Да, я провел свое детство в средней добропорядочной семье; даже иудейское происхождение ее членов не вносило в повседневную жизнь какого-либо колорита. Я жил среди взрослых, и эти взрослые были мне чужие; нет, я любил их, они являлись мне родственниками по крови, но по духу мы все были незнакомы. Очевидно, кто-нибудь еще напишет о страшном одиночестве маленького не выросшего человека; когда-то мне хотелось прочесть такую книгу; значит, хотелось ее написать, но не пришлось.
Кому из взрослых мог я поведать о странной, иногда обуревавшей меня тоске, о ночных галлюцинациях, что предшествовали сну и постепенно врастали в сновидения, о чрезмерном воображении, требовавшем выхода, и о спасительной метафоричности, чья отдушина предохраняла меня от раннего сумасшествия? А кому я мог поведать о мучениях пола и унижении неравенства, которое возникало из-за еврейского происхождения, унижения, что только усиливалось недетским высокомерием и самомнением? Или об одиночестве растущего на дрожжах сознания, не имевшего языка, чтобы рассказать о своих сомнениях и непонятных мыслях, поведать о том, что в "их мире" принято называть "отклонением от нормы"? Поведать, чтобы поняли.

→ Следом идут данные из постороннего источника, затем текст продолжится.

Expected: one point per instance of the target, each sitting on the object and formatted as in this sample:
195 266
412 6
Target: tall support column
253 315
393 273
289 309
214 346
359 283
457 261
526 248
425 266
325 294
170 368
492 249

Что может быть страшнее одиночества в толпе? Одиночество среди любящих, но непонимающих людей. Что я мог услышать в ответ? Что-нибудь неоспоримо дешевое, упрямо среднее, самоочевидное в своей посредственности и боязни крайностей. Через ближних ко мне взрослых, как через магический кристалл, я рассматривал в упор заоконный мир. Этот мир жил, опираясь в своих суждениях на ходячую мудрость, а сомнения удовлетворялись прописными истинами, точными и непререкаемыми, как школьные оценки в моем дневнике с картонной обложкой. Я отворачивался от посредственного спектакля, который назывался настоящей жизнью, и находил все, что мне было нужно, в книгах. Здесь, на любой странице, в переплетениях строчек и судеб совершались безрассудные поступки, люди ловко сходили с ума, похищали прелестных возлюбленных, стреляли друг в друга на дуэлях, убивали женщин топором или вытаскивали ночью из сундука парадный вицмундир и вчера полученное жалованье, чтобы тут же пропить его в трактире, а мундир продать прохожему на Полицейском мосту. И все это в мучениях, искренне желая постичь смысл, дозреть, догнать убегавшую и постоянно ускользавшую истину и положить ей руку на плечо…

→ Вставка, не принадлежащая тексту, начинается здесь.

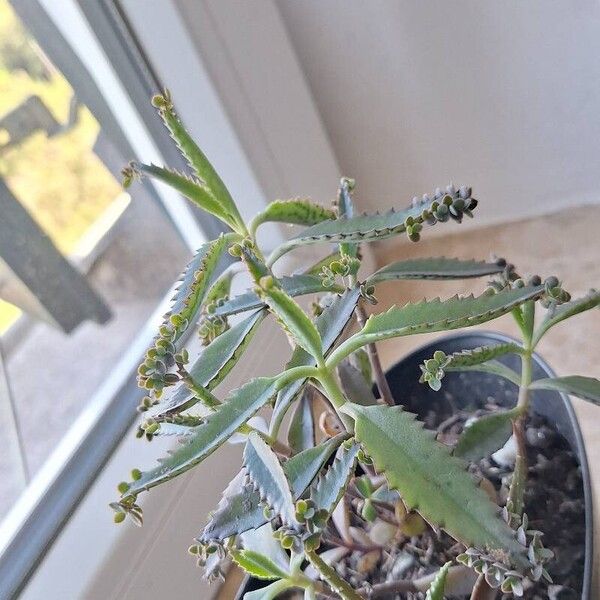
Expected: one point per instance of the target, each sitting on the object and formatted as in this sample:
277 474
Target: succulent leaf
301 432
256 564
212 366
242 404
587 388
477 359
186 304
436 590
430 480
191 188
485 435
268 477
270 592
366 228
296 212
356 388
435 268
329 487
293 319
437 315
240 509
199 163
296 285
330 324
566 311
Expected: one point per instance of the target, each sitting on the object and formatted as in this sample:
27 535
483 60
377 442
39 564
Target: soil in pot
555 502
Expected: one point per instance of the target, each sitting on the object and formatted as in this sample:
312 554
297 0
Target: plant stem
380 378
330 575
335 396
517 488
482 591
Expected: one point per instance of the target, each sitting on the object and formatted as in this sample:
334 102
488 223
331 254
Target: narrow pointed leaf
256 564
301 432
242 404
316 268
262 540
192 189
268 477
362 228
567 310
482 437
356 388
195 282
295 321
330 324
212 366
240 508
436 590
587 388
434 268
437 315
200 164
430 480
329 487
296 212
494 367
296 285
270 592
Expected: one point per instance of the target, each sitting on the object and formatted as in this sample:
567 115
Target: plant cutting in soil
328 505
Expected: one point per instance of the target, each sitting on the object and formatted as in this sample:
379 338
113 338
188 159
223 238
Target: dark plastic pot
403 379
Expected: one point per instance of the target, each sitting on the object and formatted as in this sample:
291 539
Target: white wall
504 96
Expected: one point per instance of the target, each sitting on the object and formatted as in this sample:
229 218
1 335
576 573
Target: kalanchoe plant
283 516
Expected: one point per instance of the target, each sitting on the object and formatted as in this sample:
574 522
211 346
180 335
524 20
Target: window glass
82 264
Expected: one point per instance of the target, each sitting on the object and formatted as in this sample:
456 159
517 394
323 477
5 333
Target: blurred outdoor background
285 96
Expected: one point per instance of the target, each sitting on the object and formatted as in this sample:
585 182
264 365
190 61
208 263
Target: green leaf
186 304
324 262
201 165
493 367
355 229
330 324
434 268
256 564
192 189
212 366
567 310
329 487
195 282
485 435
268 477
436 315
430 480
301 432
296 285
263 541
436 590
295 321
356 388
270 592
296 212
240 509
587 388
241 404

Я поднимал глаза от книги и смотрел на окружающих. Где ваши мучения, дяди и тети, где ваш смысл? Взрослые лицемерно обсуждали литературные произведения, оправдывали или осуждали поступки героев, но сами жили, не мучаясь, никого не убивая и не ища какую-то таинственную истину. Пристально вглядывался я в их существование и не находил в нем смысла. Для самого себя у меня находилось оправдание: у меня был смысл - мне надо было вырасти. Иногда, правда, становилось страшно: а вдруг я вырасту и так же ничего не пойму? И стану таким же? С презрением и ужасом я оглядывался по сторонам… Прохожие видели перед собой маленького мальчика с челкой на лбу и думали, что он, очевидно, мечтает о мороженном; никто не подозревал, что перед ним маленький, но страшный индивидуалист, замкнутый в свою скорлупу, как муравей, попавший в янтарь.

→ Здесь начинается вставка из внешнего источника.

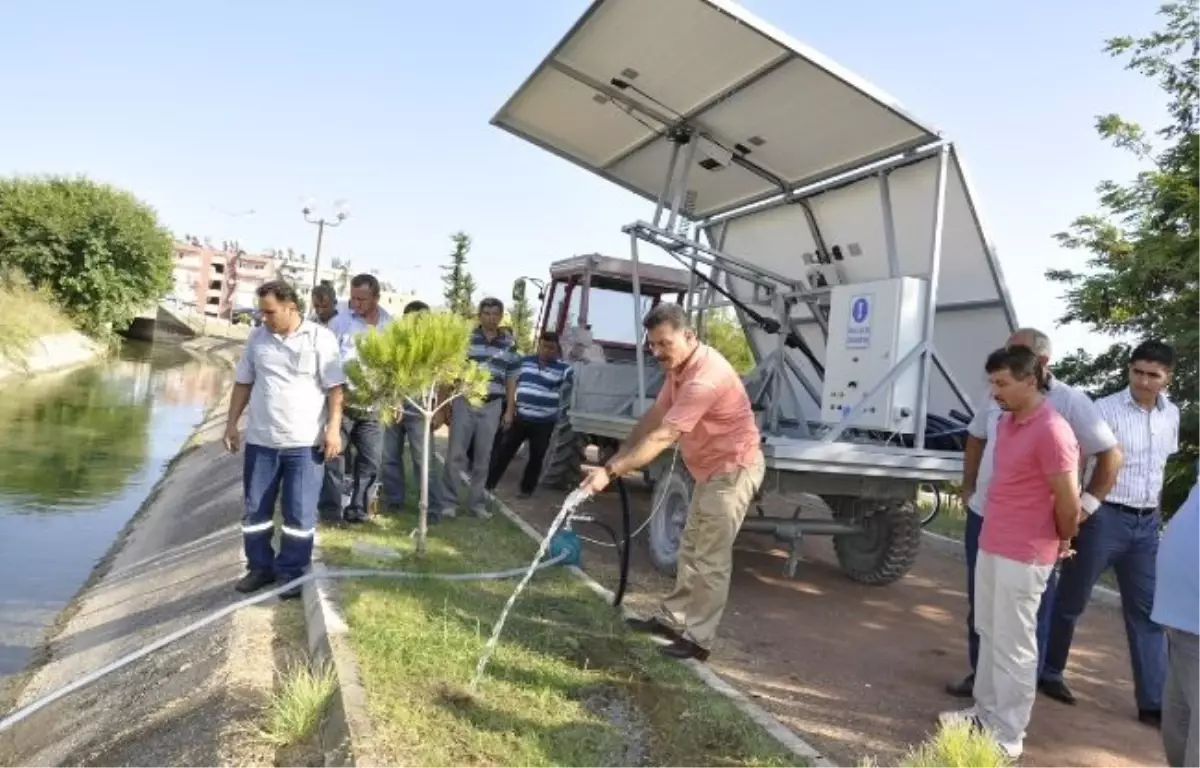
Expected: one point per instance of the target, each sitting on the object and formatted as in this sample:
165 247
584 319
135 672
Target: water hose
346 573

Как он был коварен, этот индивидуализм, с которым я боролся не один десяток лет, так его и не победив; возможно именно здесь, в этом месте, из-за неудовлетворенной потребности поведать кому-нибудь о себе и возникло тогда еще неосознанное желание - писать. Писать: чтобы как-нибудь освободиться от непосильного груза; но индивидуализм, ведь он был, сукин кот, не потому ли я здесь, подумал я, опять возвращаясь в комнату Виктории, плавно скользя по нутру аспидно-черной шахты воспоминаний, замедляясь по дуге, безо всяких сновидений, ибо на этажах уже никто не входил. И только под утро ко мне на постель вскочил черный пес Панглос, которого я сначала хотел было согнать, но он по-собачьи тяжело вздохнул, улегся в ногах, уютно их согревая, и я посовестился его тревожить. И потом опять заскользил, заскользил по глади сна, оставляя за собой немые фигуры неотчетливых ночных видений…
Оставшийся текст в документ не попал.